Das erste Land weltweit, in dem Emissionen eines Zement­werks großtech­nisch aufge­fangen und verpresst werden, ist Norwegen. Der Pionier will auf diese Weise prozess­be­dingte Emissionen mindern, die sich durch einen reinen Wechsel des Antriebs­systems nicht vermeiden lassen. Ziel ist es, deren Eintritt in die Atmosphäre zu verhindern. Und wie steht es um Deutschland?

Die Ampel­ko­alition hatte im vergan­genen Jahr versucht, das Kohlen­dioxid-Speiche­rungs­gesetz (KSpG) zu novel­lieren. Dieser Entwurf schei­terte jedoch am Regie­rungs­wechsel. Nun unter­nimmt das Bundes­wirt­schafts­mi­nis­terium unter neuer Leitung einen weiteren Anlauf. Ziel ist es, die derzeitige Blockade zu überwinden, denn CCS (Carbon Capture and Storage) hat einen festen Platz in den Plänen der Bundes­re­publik, ab 2045 keine fossilen Emissionen mehr in die Atmosphäre gelangen zu lassen.

Geplant ist, sowohl den Export von CO₂ als auch die Speicherung im Inland rechtlich zu ermög­lichen. Die Speicherung könnte unter der Nordsee in der Salinen Aquifere erfolgen. An Land soll sie nur dann zulässig sein, wenn das jeweilige Bundesland entspre­chende Spiel­räume schafft. Naheliegend ist die Nutzung ehema­liger Erdgas- und Erdöl­la­ger­stätten. Deren Speicher­ka­pa­zi­täten sind aller­dings begrenzt.

Die öffent­liche Diskussion entzündet sich nicht nur an den techni­schen Risiken. Kritiker verweisen auf die hohen Kosten von 150 bis 250 Euro pro Tonne für Abscheidung, Transport und Speicherung. Fraglich sei, ob der Effekt die Inves­tition recht­fertigt. Es gibt Hinweise, dass Speicher­stätten das Treib­hausgas womöglich nicht so dauerhaft einschließen, wie bisher angenommen. Aller­dings steht diesen Risiken bei prozess­be­dingten Emissionen die faktische Alter­na­tiv­lo­sigkeit gegenüber, denn diese Emissionen lassen sich mit keiner anderen Techno­logie vermeiden. Das Minis­terium will diesen neuen Infra­struk­turen deshalb ein überra­gendes öffent­liches Interesse zuerkennen, wie es auch für Anlagen der erneu­er­baren Energien und Batte­rie­speicher gilt.

Anders ist die Lage bei der Kraft­werks­wirt­schaft.
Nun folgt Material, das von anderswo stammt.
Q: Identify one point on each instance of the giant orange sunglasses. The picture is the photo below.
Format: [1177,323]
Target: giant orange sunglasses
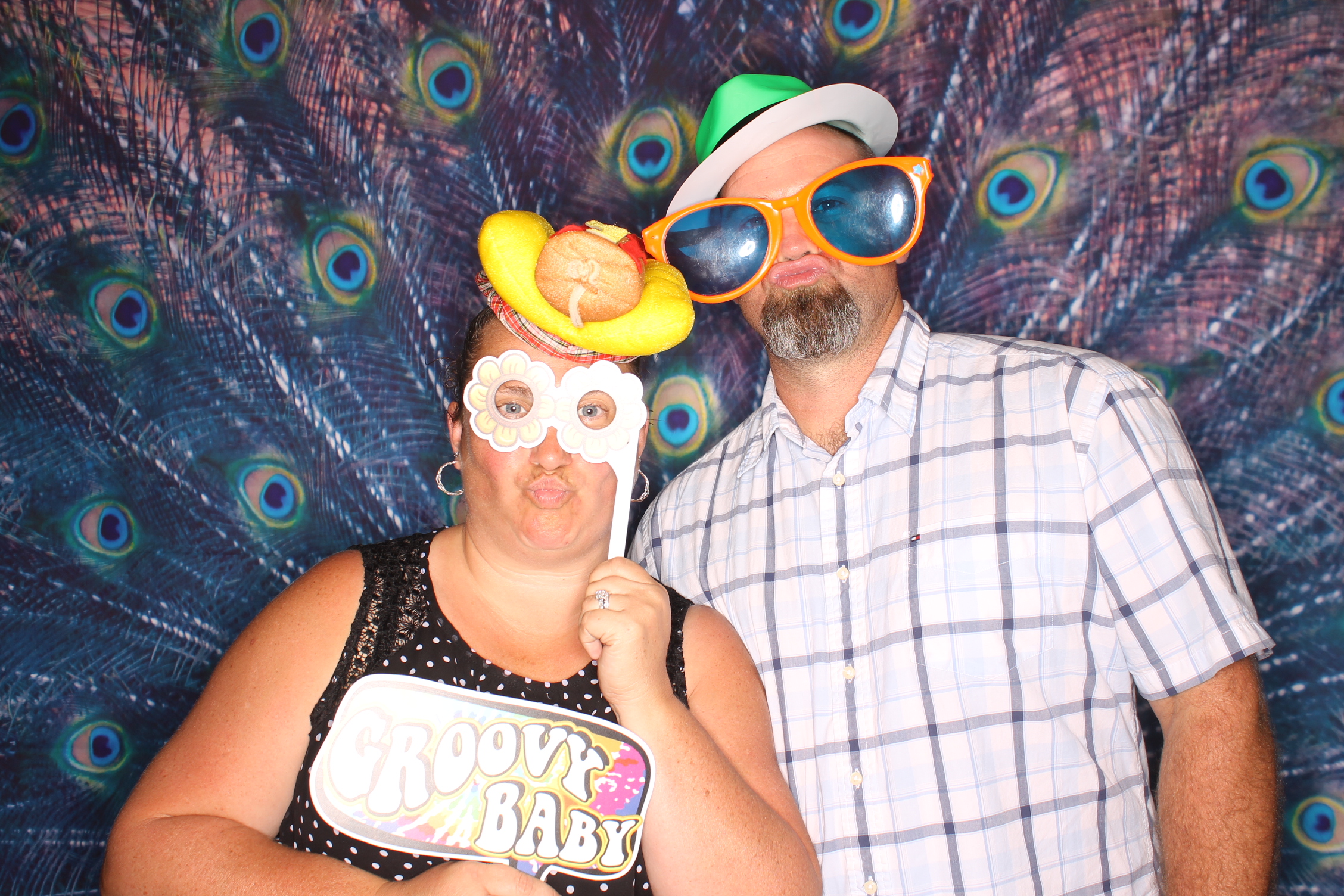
[866,213]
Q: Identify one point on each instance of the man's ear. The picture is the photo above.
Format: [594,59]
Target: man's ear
[455,428]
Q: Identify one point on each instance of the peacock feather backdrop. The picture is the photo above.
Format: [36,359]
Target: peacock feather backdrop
[238,249]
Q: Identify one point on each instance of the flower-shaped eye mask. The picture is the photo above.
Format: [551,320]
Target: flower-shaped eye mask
[597,412]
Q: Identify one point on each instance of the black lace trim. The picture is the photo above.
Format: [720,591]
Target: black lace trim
[390,610]
[394,605]
[676,661]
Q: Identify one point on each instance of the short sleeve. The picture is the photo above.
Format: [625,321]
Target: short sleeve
[642,546]
[1182,606]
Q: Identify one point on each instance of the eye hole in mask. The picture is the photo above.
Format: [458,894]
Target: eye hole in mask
[597,410]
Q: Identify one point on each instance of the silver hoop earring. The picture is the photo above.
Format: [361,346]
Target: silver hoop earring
[438,480]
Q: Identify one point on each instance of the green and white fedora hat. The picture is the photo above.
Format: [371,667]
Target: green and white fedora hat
[750,112]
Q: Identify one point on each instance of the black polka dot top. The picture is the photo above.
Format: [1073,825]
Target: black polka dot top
[400,629]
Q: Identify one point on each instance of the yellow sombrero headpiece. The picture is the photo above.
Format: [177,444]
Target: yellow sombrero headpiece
[584,275]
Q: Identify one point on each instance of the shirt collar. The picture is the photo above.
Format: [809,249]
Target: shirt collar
[893,387]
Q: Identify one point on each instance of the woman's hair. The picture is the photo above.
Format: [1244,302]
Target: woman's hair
[460,367]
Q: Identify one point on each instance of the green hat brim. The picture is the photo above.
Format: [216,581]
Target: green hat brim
[864,113]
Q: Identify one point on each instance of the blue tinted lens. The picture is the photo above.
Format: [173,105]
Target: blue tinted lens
[718,249]
[866,211]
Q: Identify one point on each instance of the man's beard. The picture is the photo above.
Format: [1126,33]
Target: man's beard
[810,322]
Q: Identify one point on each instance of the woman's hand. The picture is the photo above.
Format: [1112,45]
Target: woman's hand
[468,879]
[629,639]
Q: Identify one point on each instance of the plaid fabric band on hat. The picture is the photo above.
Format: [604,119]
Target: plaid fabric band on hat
[538,338]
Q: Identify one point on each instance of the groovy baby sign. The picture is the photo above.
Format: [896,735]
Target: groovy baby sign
[437,770]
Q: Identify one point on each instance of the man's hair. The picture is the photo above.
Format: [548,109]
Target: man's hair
[864,150]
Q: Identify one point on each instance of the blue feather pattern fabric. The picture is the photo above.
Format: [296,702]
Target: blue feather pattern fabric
[238,246]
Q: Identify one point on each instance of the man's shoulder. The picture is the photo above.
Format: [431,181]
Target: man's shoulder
[959,355]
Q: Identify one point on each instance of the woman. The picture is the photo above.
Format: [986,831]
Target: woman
[517,582]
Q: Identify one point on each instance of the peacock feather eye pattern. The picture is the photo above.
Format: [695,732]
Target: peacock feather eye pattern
[1276,182]
[124,309]
[105,528]
[449,78]
[680,413]
[1330,403]
[96,749]
[261,35]
[20,127]
[272,493]
[343,264]
[651,150]
[1316,825]
[1016,188]
[857,26]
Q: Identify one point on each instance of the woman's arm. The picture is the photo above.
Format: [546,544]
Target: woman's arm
[721,816]
[205,813]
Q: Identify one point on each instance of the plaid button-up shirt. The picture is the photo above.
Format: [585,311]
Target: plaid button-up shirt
[951,614]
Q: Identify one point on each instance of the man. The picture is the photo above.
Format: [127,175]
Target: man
[953,558]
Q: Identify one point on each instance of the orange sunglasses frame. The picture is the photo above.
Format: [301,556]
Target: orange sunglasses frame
[917,168]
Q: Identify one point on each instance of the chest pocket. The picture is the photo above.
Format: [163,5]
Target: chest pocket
[985,601]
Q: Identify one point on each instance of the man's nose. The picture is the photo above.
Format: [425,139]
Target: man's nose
[549,455]
[794,241]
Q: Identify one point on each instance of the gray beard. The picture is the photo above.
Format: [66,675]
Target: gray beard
[810,323]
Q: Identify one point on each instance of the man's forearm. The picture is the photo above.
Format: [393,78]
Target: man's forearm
[1218,792]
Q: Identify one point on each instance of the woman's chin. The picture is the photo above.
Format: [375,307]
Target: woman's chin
[552,531]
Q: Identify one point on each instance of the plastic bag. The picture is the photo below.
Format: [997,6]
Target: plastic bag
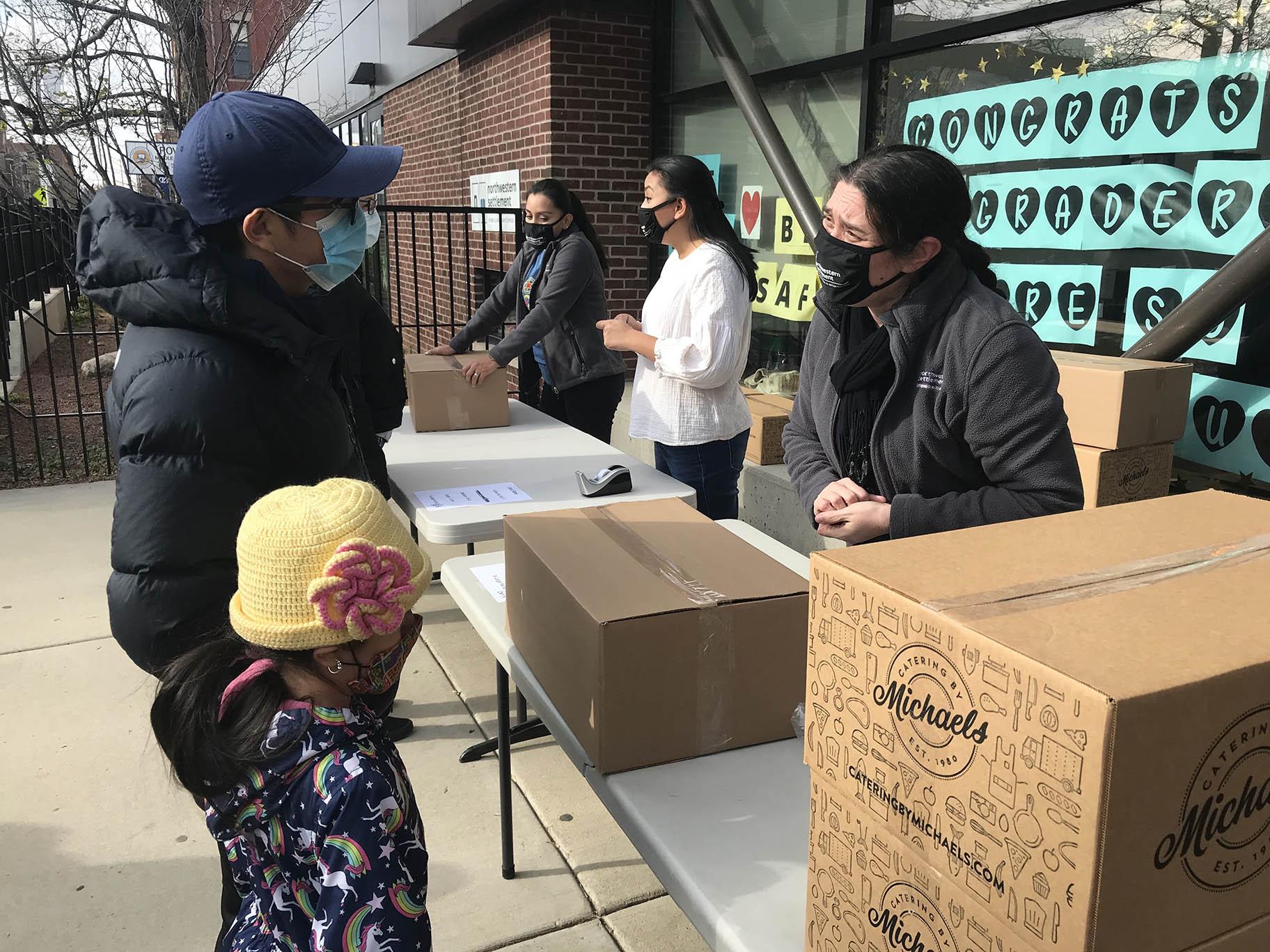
[779,382]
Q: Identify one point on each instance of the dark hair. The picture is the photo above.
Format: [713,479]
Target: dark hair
[210,756]
[912,192]
[690,180]
[570,203]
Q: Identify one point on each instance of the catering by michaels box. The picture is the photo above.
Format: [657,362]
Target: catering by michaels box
[873,891]
[1079,705]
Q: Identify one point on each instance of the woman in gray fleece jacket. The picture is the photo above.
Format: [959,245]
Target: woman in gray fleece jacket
[925,404]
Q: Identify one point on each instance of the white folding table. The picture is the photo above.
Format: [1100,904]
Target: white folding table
[724,833]
[536,452]
[542,457]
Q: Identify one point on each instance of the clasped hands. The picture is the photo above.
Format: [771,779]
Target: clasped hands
[846,511]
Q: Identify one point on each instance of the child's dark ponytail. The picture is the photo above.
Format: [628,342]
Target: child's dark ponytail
[209,754]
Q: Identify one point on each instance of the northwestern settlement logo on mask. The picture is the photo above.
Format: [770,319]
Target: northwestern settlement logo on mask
[1223,834]
[909,921]
[932,710]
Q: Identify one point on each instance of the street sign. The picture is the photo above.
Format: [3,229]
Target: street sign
[150,158]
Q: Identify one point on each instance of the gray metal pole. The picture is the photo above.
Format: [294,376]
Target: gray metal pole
[1230,287]
[807,209]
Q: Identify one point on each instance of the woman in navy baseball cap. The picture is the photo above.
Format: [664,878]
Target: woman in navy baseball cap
[225,388]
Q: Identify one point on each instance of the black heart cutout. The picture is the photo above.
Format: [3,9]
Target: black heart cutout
[1173,104]
[1021,207]
[1262,436]
[1072,115]
[1028,117]
[1063,207]
[1165,205]
[952,129]
[920,129]
[1119,109]
[1032,300]
[1111,206]
[1223,203]
[1152,305]
[1230,100]
[1076,303]
[1218,423]
[1222,328]
[989,122]
[983,209]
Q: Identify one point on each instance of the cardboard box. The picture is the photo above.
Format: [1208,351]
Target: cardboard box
[1113,476]
[657,634]
[1080,696]
[441,399]
[1113,403]
[869,890]
[769,415]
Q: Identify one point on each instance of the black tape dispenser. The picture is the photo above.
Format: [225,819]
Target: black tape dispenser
[609,482]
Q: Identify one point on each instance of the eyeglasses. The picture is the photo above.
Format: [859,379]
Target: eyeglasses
[368,205]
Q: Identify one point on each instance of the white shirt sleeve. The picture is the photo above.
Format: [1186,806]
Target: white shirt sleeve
[707,357]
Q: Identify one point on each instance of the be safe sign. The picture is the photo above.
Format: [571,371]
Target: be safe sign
[1213,104]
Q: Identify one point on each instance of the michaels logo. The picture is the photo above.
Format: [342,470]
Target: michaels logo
[895,935]
[932,710]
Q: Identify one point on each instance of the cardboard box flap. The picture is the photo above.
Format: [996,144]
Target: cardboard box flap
[1104,362]
[661,556]
[1104,566]
[433,363]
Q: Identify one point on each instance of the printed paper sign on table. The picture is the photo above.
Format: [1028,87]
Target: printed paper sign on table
[493,579]
[492,494]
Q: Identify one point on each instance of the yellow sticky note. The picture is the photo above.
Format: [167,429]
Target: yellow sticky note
[767,272]
[789,239]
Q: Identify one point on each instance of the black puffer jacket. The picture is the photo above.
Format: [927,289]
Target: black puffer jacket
[220,395]
[373,363]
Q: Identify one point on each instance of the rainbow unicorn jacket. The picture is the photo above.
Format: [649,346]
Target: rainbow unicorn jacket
[325,843]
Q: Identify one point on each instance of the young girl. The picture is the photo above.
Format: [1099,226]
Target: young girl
[305,793]
[693,338]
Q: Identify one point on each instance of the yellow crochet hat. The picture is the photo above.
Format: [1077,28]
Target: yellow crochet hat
[324,565]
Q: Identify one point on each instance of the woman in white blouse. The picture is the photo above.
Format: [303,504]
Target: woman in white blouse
[693,338]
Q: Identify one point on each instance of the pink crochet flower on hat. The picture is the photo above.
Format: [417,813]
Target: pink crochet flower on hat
[362,588]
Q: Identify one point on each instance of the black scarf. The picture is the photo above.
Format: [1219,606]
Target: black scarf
[861,374]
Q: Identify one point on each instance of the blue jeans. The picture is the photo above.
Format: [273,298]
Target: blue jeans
[712,468]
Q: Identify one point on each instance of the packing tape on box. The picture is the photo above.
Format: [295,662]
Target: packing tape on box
[716,653]
[1103,582]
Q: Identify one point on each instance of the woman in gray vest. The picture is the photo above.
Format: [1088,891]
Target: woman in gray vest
[925,403]
[556,286]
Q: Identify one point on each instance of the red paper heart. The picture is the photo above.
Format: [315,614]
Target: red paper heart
[751,203]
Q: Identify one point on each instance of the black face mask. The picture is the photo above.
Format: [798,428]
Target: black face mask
[538,235]
[650,229]
[844,269]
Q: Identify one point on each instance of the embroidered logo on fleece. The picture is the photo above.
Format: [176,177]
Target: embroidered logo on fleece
[930,380]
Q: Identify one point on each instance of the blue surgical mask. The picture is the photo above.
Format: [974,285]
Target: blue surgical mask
[343,244]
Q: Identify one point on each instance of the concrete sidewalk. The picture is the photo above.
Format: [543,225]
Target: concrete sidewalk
[101,850]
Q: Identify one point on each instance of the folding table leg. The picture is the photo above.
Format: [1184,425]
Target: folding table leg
[505,772]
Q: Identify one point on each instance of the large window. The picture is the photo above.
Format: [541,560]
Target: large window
[1115,160]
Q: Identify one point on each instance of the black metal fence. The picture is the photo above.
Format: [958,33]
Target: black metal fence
[431,269]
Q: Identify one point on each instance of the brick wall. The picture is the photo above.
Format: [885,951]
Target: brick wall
[562,92]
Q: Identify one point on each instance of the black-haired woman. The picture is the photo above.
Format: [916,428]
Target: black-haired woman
[693,337]
[925,403]
[556,286]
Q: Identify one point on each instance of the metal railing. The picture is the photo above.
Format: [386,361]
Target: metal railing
[430,271]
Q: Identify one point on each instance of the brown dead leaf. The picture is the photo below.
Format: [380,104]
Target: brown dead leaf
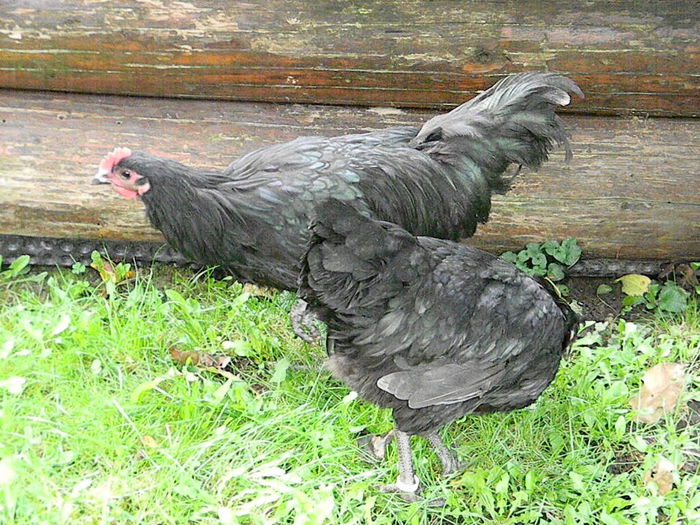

Die Bundes­re­gierung ist, anders als ihre Vorgän­gerin, offen für die Idee, neue Gaskraft­werke im Rahmen der Kraft­werks­stra­tegie mit CCS auszu­statten. Proble­ma­tisch sind jedoch die hohen Fixkosten der Techno­logie. Diese Kraft­werke sollen nur vergleichs­weise wenige Stunden im Jahr betrieben werden, um den Netzbe­trieb zu gewähr­leisten. Die Inves­ti­tionen wären deshalb schwer refinan­zierbar, selbst wenn man die Kraft­werke von dieser Beschränkung befreien würde.

Ob die nötige Infra­struktur vor Mitte der 2030er-Jahre verfügbar sein wird, ist ungewiss. Die Erfah­rungen mit Großpro­jekten in Deutschland und die behörd­lichen Verfahren geben Anlass zur Skepsis. Es bleibt abzuwarten, ob die Markt­be­din­gungen nicht letztlich zu deutlich weniger CCS-Projekten führen, als derzeit angenommen. Zunächst liegt der Ball jedoch beim Gesetz­geber, der sich nach der Sommer­pause erneut mit dem Thema befassen muss (Miriam Vollmer).